Stanley Tshosane

Personal information
- Full name: Stanley Hunter Tshosane
- Date of birth: 16 January 1957
- Place of birth: Jackalas 1
- Date of death: 25 April 2025 (aged 68)
- Position: Winger

Senior career*
- Years: Team / Apps / (Gls)
- BDF XI

Managerial career
- 1988: Matebejane
- 1992: Gabane United
- 1993–98: Mogoditshane Fighters
- 1998: Gabane Santos
- 1997: Botswana Under 20 (assistant)
- 1999: BDF XI (assistant)
- 2000: BDF XI
- 2002: Botswana (caretaker)
- 2008: Botswana (caretaker)
- 2008–2013: Botswana

= Stanley Tshosane =

Botswana football manager

Stanley Tshosane (16 January 1957 – 25 April 2025) was a Motswana football manager.

== Career ==
He was appointed to the position of Botswana manager in 2008, following a short spell as caretaker manager.
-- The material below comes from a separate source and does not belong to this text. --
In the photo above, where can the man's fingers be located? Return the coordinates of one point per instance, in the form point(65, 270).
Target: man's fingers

He was sacked in October 2013.

Critics suggested he was only offered the job because the Botswana Football Association could not afford to hire a better reputed "name".

Previously he had been assistant to English manager Colwyn Rowe for the national team.

Whilst working as an assistant for the national, he had also been manager of the Botswana Defence Force's football team BDF XI.

As a player, he had also played for BDF XI.

Prior to his spell at BDF XI, he had been the manager of the national team previously in 2002.